The internet is an enabler, allowing access to more information, more choices, more everything. And so our childhoods are changing. The barriers that once separated 'the grown-up things' from children are coming down. Things that were passed through Chinese whispers, sometimes hopelessly mangled, are now available in intricate detail,with not just instructions but diagrams. This isn't a critique of the effect of the Information Age on children. What it is is an observation that no one (apart from the scientists, and for the most part. they're busy with other studies such as how many nose hairs it takes to create an effective noose) seems to have grasped that a fundamental change has taken place in how today's children or even young adults learn, think, make friends, interact with people and work. Yes, we've all read about the fabled Millennials and how they bring a curious combination of naivete, self-awareness and demand into our schools and workplaces. But how many of us have taken into account how this shift affects us, from a perspective other than that of milking them for every last drop of productivity they have to offer?

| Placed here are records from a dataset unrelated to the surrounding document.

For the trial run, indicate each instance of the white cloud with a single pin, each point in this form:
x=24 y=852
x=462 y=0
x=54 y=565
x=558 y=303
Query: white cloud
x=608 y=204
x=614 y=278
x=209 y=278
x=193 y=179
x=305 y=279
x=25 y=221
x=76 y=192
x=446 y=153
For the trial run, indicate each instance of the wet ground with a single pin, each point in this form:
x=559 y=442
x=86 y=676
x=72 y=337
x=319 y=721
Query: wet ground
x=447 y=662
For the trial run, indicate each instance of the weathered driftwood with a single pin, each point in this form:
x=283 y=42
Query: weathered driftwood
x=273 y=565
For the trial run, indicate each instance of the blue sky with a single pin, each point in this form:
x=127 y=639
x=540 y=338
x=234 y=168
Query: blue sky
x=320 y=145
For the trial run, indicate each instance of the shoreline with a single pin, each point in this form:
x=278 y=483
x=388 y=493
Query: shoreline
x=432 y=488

I met someone yesterday who spoke of the absence of human ties. "How", she asked, "can we convey emotion to them if we never meet them?" "In my day, there were tough times, but we helped each other through because we weren't just emailing each other, but creating a bond by meeting face to face. What's the point of an open door policy if no one walks in through that door?" So are Millennials a bunch of cold fish, untouched by the humans they encounter only by means of a computer screen? Or is it just that the way the same connections are formed  has changed? Is an online friendship just as valid as one in 'the real world'?

In offices where Baby Boomers are being told to change their management styles to better utilise the skills these new employees bring in, there's still a sense of "Why should we hand it all to them when we had to work for it?" But it isn't just Baby Boomers. Poor old Gen X (and some of the early Gen 'Y's) also had to roll with the system because they either didn't know how to game it, or they didn't have the self-assurance to pull it off. Self assurance that Millennials have in spades - if they ever used spades. And since people are finally coming around to their way of thinking since they figure that's the only way they'll ever get things done, they've no reason to put away said spades. The ones who worked with the old system, however - if they tried to change the way they behave now, they'd be being insubordinate, and would be treated as such.

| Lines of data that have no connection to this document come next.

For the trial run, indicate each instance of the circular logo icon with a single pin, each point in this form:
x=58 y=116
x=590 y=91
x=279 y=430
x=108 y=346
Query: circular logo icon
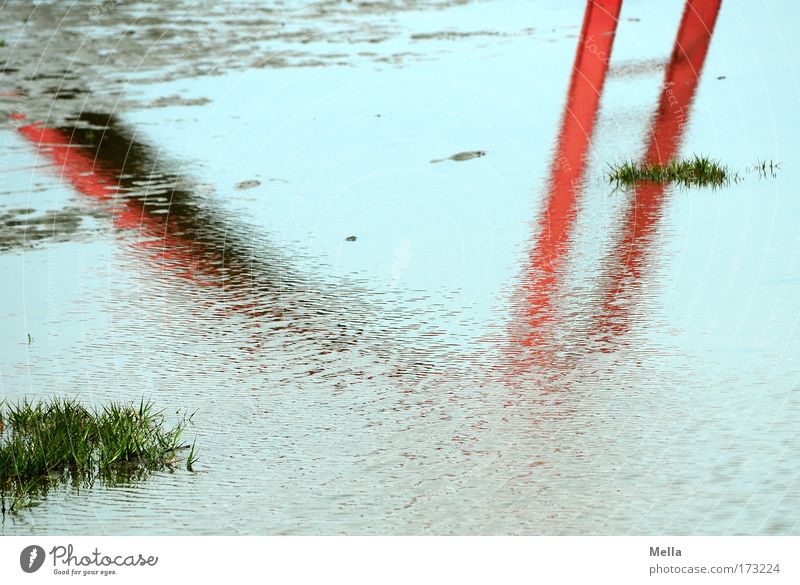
x=31 y=558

Then there's the constant demand to 'show, show, show'. In the era of personal marketing, everyone's a salesman, and everyone is constantly shouting to be heard over the noise of everyone else shouting about what they've done. Forget letting your record speak for itself. If you aren't actively out there talking about it, it's washed away by the records of all the people who are talking about theirs. Twitter, LinkedIn, Facebook, Instagram, (blogs!) they're all there just waiting for you to make your mark. And if that mark isn't there, there is no record of you.

Then there are the people who ought to be called Gen Y, but are essentially just Gen X in transition, not having quite caught the Millennial bug as thoroughly as their date of birth indicates. Are these to be lumped in with the 'X's, or do new policies apply to them too? And would they know what to do with the new freedoms and expectations, or would they be as lost as those of previous generations? What about the Gen 'X's who were quick enough to catch on, throwing themselves in to positions like 'Social Media Guru' or 'Thought Leader', making their presence felt, and running the race so expertly that it's easy to forget that when they were growing up, the technical capabilities that are mainstream now would have been akin to magic?

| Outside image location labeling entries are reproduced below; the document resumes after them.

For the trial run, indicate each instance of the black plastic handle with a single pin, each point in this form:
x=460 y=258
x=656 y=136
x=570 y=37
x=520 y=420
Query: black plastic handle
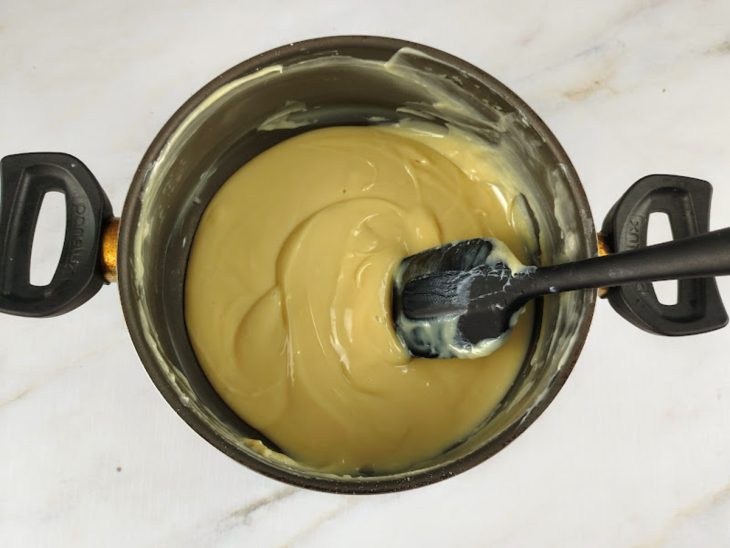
x=695 y=257
x=686 y=201
x=24 y=181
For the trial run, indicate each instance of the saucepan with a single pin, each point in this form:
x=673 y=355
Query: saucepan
x=348 y=80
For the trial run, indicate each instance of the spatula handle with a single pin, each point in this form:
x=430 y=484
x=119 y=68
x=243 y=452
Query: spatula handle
x=696 y=257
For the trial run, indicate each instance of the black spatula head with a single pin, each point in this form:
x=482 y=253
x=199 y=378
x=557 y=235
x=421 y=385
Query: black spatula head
x=435 y=293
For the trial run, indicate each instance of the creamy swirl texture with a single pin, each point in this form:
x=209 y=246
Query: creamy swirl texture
x=289 y=283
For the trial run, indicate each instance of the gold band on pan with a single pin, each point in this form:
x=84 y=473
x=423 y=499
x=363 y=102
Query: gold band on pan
x=109 y=239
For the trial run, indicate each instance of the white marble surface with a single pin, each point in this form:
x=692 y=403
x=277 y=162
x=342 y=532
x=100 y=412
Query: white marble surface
x=635 y=451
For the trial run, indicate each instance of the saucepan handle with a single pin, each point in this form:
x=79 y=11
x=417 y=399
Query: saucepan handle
x=686 y=202
x=24 y=181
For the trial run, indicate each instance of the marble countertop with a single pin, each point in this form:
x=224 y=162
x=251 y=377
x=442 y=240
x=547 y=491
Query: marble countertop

Simple may be the new black in everything else, with minimalist approaches in everything from our smooth, sleek phones to de-cluttered web interfaces based around the user experience, but this complexity is here to stay. And as the pace of adoption of technology and of innovation accelerates, it's just going to get more pronounced.

We can hope that it all shakes down and sorts itself out - but wouldn't that then be antithetical to the "grab opportunity by the beard because the back of his head is bald" nature of the times?